Чудо математики состоит в том, что этого было достаточно, чтобы и другие могли увидеть свет.

Весной 1935 года 22-летний Алан Тьюринг, который только что закончил докторат, посещал лекции, которые проводил математик М.Х.А. Ньюман в Кембридже, Англия. Предметом лекций были фундаментальные задачи математики. Отправная точка — программа Гильберта. На лекциях говорилось, что Гедель ясно и четко показал: центральные элементы программы Гильберта не выдерживают критики. Но оставался один вопрос, который не удалось решить Геделю: так называемая проблема разрешимости — Entscheidungsproblem.

Эта самая Entscheidungsproblem рассматривается по-другому: если у нас есть математическая система, которая говорит о частном предположении — можем ли мы решить, возможно ли вывести это предположение из системы?
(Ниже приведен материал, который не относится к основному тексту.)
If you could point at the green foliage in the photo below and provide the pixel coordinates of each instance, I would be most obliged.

Гедель показал, что в любой закрытой системе возникнут вопросы, на которые не будет ответов — правдивые утверждения, которые не могут быть выведены. И это было критично, так как показывало, что мечта раз и навсегда уладить все в математике является недостижимой.

Проблема решения, может или нет быть выведено то или иное отдельное предположение, на первый взгляд гораздо больше должна занимать инженеров — это проблема, которая затрагивает специфические и конкурентные вопросы. Безусловно, она интересует и математика, но для всех остальных она должна казаться значительно менее важной, чем сама фундаментальная проблема — что мы не в состоянии доказать все.
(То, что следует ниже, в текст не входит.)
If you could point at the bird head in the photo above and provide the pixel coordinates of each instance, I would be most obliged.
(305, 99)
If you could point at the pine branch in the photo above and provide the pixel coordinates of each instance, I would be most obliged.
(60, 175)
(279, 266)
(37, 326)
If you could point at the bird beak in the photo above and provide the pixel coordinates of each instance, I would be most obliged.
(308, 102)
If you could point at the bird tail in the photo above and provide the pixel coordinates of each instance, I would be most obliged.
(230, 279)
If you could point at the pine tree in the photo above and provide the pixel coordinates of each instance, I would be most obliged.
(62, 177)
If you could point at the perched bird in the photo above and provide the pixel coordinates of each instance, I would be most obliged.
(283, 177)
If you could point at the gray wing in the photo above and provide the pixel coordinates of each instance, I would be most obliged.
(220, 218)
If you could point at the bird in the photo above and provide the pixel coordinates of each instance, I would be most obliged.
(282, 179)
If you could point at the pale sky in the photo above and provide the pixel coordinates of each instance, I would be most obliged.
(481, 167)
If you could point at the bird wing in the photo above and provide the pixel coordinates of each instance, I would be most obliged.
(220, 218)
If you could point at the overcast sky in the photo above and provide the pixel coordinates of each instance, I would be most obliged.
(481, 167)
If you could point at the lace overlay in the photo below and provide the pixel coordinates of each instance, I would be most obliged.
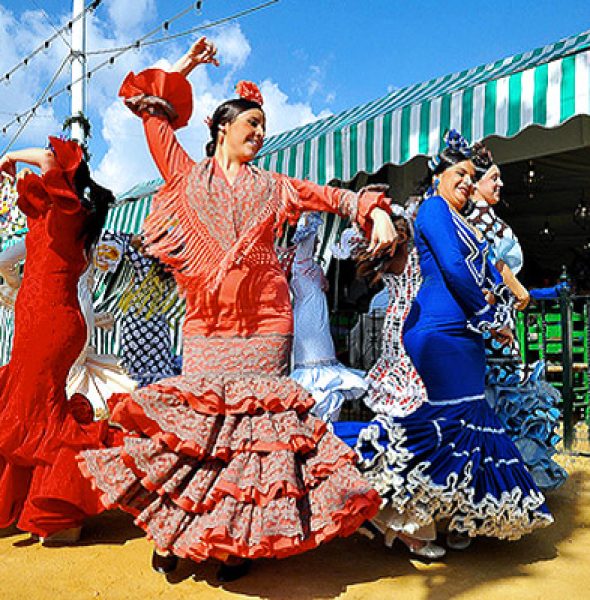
(256, 354)
(395, 388)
Но нет. Даже если этот вопрос может показаться скучным — ответ на него определенно таковым не является.

В своих лекциях Ньюман спрашивал, можем ли мы создать своего рода «механический процесс», который был бы применим к математической задаче с целью определить, имеет ли она решение. В сущности, это было как раз то, о чем спрашивал Гильберт: существует ли рецепт, который может нам сказать, способны ли мы вывести специфические следствия из теории? Желательно, чтобы это был способ, который не потребует слишком много воображения и при этом действительно будет механическим — алгоритм, как называют это математики.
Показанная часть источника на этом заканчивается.